Via Saponaro, sgombero interforze: quattro alloggi Aler restituiti
Operazione con polizia, carabinieri, polizia locale e Aler; rimosse circa sette tonnellate di rifiuti, tre persone denunciate e due stranieri accompagnati per verifiche
La mattina di sabato 25 luglio 2026, in esecuzione delle decisioni assunte dal Comitato provinciale per l'Ordine e la sicurezza pubblica, si è svolta un'operazione interforze presso l'edificio Aler di via Saponaro 1/A nel quartiere Gratosoglio a Milano, dopo il recente ferimento a colpi di fucile di un ragazzo.
L'azione ha visto la collaborazione di polizia di Stato, Arma dei carabinieri e polizia locale, che hanno garantito le condizioni di sicurezza necessarie per le attività svolte da Aler, supportata dai servizi sociali del Comune di Milano e dagli operatori di Amsa. Le operazioni hanno compreso il censimento degli occupanti, la bonifica e la messa in sicurezza dell'area per affrontare le situazioni di degrado segnalate.
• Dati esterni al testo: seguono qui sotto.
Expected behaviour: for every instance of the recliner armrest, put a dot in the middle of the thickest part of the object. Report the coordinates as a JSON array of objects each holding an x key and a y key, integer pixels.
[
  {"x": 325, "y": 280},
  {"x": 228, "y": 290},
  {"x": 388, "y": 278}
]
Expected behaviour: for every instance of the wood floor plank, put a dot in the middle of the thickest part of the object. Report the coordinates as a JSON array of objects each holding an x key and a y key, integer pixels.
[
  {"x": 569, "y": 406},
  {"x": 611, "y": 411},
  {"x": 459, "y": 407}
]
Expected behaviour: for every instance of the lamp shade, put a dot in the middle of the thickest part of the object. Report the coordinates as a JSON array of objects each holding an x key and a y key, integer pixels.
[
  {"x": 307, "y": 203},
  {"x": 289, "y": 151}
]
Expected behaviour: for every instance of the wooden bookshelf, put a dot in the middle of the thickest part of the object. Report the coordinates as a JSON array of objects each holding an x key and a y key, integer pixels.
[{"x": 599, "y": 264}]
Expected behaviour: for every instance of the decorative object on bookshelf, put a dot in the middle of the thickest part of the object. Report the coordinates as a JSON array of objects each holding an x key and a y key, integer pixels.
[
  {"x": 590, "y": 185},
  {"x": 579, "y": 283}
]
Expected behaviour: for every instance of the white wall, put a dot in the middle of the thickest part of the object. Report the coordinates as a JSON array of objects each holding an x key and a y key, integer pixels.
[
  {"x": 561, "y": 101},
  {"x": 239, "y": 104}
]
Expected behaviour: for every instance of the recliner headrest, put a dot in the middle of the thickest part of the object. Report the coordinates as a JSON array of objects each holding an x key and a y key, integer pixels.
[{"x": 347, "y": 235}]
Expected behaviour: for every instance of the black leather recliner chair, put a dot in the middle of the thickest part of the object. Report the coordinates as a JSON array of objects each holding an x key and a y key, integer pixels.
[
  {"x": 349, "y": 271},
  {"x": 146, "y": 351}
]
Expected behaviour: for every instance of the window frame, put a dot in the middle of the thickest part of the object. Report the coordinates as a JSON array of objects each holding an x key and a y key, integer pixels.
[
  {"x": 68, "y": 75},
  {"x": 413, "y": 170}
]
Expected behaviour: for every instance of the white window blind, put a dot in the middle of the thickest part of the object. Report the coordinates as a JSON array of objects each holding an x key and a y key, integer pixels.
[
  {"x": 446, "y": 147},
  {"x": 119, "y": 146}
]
Sono stati liberati quattro alloggi di edilizia residenziale pubblica, riconsegnati alla disponibilità di Aler. Nel corso dell'intervento sono state rimosse circa sette tonnellate di rifiuti e masserizie.
Sul fronte giudiziario e amministrativo, tre persone sono state denunciate per invasione di terreni o edifici. Inoltre, due cittadini stranieri sono stati accompagnati negli uffici di polizia per verifiche sulla loro posizione sul territorio nazionale. Il Comune di Milano ha assicurato assistenza e l'accoglienza in struttura per un nucleo familiare composto da un padre e quattro figli minori.
L'operazione rientra in un piano più ampio per il recupero del quartiere Gratosoglio, finalizzato a rafforzare legalità, sicurezza e decoro urbano. In questo ambito proseguono i presidi mobili delle forze dell'ordine avviati lo scorso 13 luglio su disposizione del Prefetto: fino ad oggi i controlli hanno riguardato oltre 2.500 persone e circa 260 veicoli, con la realizzazione di 40 posti di blocco sul territorio.